The top UN human rights official, Navi Pillay, said that the current protests in Ferguson, Missouri remind her of her own experiences protesting apartheid in South Africa. She is the latest international official to weigh in on the human rights volations that have been taking place over the past week following the August 9 shooting death of Michael Brown by a police officer. Witnesses say the 18 year-old was shot multiple times while standing with his hands up in the air. Demonstrations ensued in response to the racial targeting carried out by the town police.
“I condemn the excessive use of force by the police and call for the right of protest to be respected. The United States is a freedom-loving country and one thing they should cherish is people’s right to protest,” said Pillay to Reuters.
“Apart from that, let me say that coming from apartheid South Africa I have long experience of how racism and racial discrimination breeds conflict and violence. These scenes are familiar to me and privately I was thinking that there are many parts of the United States where apartheid is flourishing.”
In a recent column for Vox, Max Fisher satirized media coverage of the ongoing protests in Ferguson, Missouri. He took a page out of Slate’s Joshua Keating’s book and imagined what the story might look like if what was happening in Ferguson took place in another part of the world. He uses fake international condemnations and characterizes the events as a spill over of building tensions within the US.
The crisis began a week ago in Ferguson, a remote Missouri village that has been a hotbed of sectarian tension. State security forces shot and killed an unarmed man, which regional analysts say has angered the local population by surfacing deep-seated sectarian grievances. Regime security forces cracked down brutally on largely peaceful protests, worsening the crisis.
America has been roiled by political instability and protests in recent years, which analysts warn can create fertile ground for extremists.

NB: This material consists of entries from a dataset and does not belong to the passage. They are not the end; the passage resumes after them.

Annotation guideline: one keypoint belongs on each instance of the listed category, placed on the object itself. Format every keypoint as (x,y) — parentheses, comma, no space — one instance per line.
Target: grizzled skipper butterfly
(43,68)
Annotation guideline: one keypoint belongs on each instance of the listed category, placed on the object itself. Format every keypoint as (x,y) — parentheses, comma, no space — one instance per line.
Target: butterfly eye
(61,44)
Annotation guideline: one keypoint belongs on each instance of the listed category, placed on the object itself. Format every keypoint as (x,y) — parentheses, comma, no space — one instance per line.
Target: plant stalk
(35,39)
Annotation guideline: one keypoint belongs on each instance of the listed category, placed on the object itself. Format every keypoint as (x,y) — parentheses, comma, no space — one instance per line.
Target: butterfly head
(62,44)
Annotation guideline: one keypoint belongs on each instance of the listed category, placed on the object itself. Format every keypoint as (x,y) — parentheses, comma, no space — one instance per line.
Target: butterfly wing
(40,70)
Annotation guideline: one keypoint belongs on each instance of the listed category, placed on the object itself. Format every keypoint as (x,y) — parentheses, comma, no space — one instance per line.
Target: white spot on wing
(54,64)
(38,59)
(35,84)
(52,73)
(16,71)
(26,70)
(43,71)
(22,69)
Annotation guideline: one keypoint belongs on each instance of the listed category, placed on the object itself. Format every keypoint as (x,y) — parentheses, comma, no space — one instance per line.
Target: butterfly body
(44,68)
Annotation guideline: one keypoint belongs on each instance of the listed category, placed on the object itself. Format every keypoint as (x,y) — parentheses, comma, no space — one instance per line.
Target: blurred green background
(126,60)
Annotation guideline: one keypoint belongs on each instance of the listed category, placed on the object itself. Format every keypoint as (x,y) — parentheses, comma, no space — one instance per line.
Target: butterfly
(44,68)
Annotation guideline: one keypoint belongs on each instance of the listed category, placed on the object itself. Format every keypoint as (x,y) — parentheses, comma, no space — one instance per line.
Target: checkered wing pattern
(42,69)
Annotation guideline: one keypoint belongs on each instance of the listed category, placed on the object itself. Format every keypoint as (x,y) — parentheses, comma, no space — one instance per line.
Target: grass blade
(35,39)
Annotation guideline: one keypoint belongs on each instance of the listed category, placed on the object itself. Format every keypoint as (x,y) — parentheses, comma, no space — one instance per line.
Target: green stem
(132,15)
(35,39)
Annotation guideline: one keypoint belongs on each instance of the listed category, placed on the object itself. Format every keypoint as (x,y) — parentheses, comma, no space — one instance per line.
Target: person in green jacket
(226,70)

The point is to both comment on deep divide between how events are reported when they take place here in the US verses when they take place elsewhere. Easier access for more reporters plus a better understanding of the context makes for a greater diversity of stories and nuance. Information about similar situations in Africa, take the 2007-8 post-election violence in Kenya, relies on a smaller set of foreign journalists, local reporters and international bodies like the UN and Human Rights Watch to gather and share what is happening. Such situations also involve statements from world leaders condemning what is happening.
As the events continue to unfold since last week’s tragic shooting, the satirical column written by Fisher is slowly becoming reality. “[The US] should take care of large-scale internal problems and take effective measures to resolve them,” said Russian foreign ministry’s commissioner for human rights, democracy and law, Konstantin Dolgov.

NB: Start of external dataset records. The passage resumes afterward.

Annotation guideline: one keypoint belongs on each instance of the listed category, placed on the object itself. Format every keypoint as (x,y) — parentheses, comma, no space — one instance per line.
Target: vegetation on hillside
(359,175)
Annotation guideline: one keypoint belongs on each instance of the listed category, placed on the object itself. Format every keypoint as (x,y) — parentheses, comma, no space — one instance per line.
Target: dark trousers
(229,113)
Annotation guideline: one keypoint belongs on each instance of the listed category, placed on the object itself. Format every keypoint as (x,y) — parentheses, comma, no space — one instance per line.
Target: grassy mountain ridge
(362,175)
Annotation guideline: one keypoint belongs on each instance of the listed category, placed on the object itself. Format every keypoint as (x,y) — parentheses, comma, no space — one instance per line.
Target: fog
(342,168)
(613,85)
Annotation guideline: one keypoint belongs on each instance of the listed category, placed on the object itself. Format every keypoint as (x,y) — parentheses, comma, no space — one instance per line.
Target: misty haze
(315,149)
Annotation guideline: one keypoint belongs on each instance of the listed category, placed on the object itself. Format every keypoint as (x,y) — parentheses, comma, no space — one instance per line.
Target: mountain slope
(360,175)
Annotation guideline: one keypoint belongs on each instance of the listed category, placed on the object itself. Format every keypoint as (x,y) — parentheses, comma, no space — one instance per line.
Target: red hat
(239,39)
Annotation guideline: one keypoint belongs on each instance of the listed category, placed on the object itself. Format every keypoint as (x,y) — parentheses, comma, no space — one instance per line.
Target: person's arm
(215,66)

“This is a more constructive way corresponding the requirements and realities of the 21st century, interventions in the internal affairs of other countries and replacing disfavoured regimes on the false pretext of protecting democracy and human rights – a practice inherited from last century,” he continued.
Even Iran’s ruling cleric Ayatollah Ali Khamenei had something to say about Ferguson, via Twitter.
— Khamenei.ir (@khamenei_ir) August 15, 2014
Yesterday, Egypt’s Ministry of Foreign Affairs released a statement about Ferguson. Spokesman Badr Abdelatty said the country is “closely following” the protests and urged “restraint and the right to peaceful assembly.” Abdelatty’s remarks echoed those of UN Secretary General Ban Ki Moon. His office said on Monday that the rights of the protesters in Ferguson should be protected.
“The Secretary-General calls on the authorities to ensure that the rights to peaceful assembly and freedom of expression are protected,” said UN spokesman Stephane Dujarric to reporters. “He calls on all to exercise restraint, for law enforcement officials to abide by U.S. and international standards in dealing with demonstrators.”
The United States quickly responded to Egypt by making a glancing shot at Egypt’s problematic human rights record.
“We here in the United States will put our record for confronting our problems transparently and honestly and openly up against any other countries in the world,” said deputy State Department spokeswoman Marie Harf to the press.
Reuters pointed out that the statement by Egypt mirrors one issued by the White House in July 2013 when supporters of ousted President Mohamed Morsi were protesting. The administration “urged security forces to exercise maximum restraint and caution.”
At least 1,150 demonstrators were killed during the protests between July and August of 2013, by Egyptian Security Forces. A report released by Human Right Watch last week said that the events were “likely crimes against humanity.” More than 800 people were killed in a single day, security forces attacked a sit-in protest at Rab’a al-Adawiya.
In Rab’a Square, Egyptian security forces carried out one of the world’s largest killings of demonstrators in a single day in recent history,” said Kenneth Roth, executive director of Human Rights Watch, in a press release. “This wasn’t merely a case of excessive force or poor training. It was a violent crackdown planned at the highest levels of the Egyptian government. Many of the same officials are still in power in Egypt, and have a lot to answer for.”
Meanwhile, protests and general civilian unrest continues in the St Louis suburb of Ferguson. The US government is taking an increasing role, including performing its own autopsy on Brown’s body. The handling of the protests has sparked further outcry and media attention. As has police action against journalists, from intimidation to arrests, who are trying to cover the ongoing events.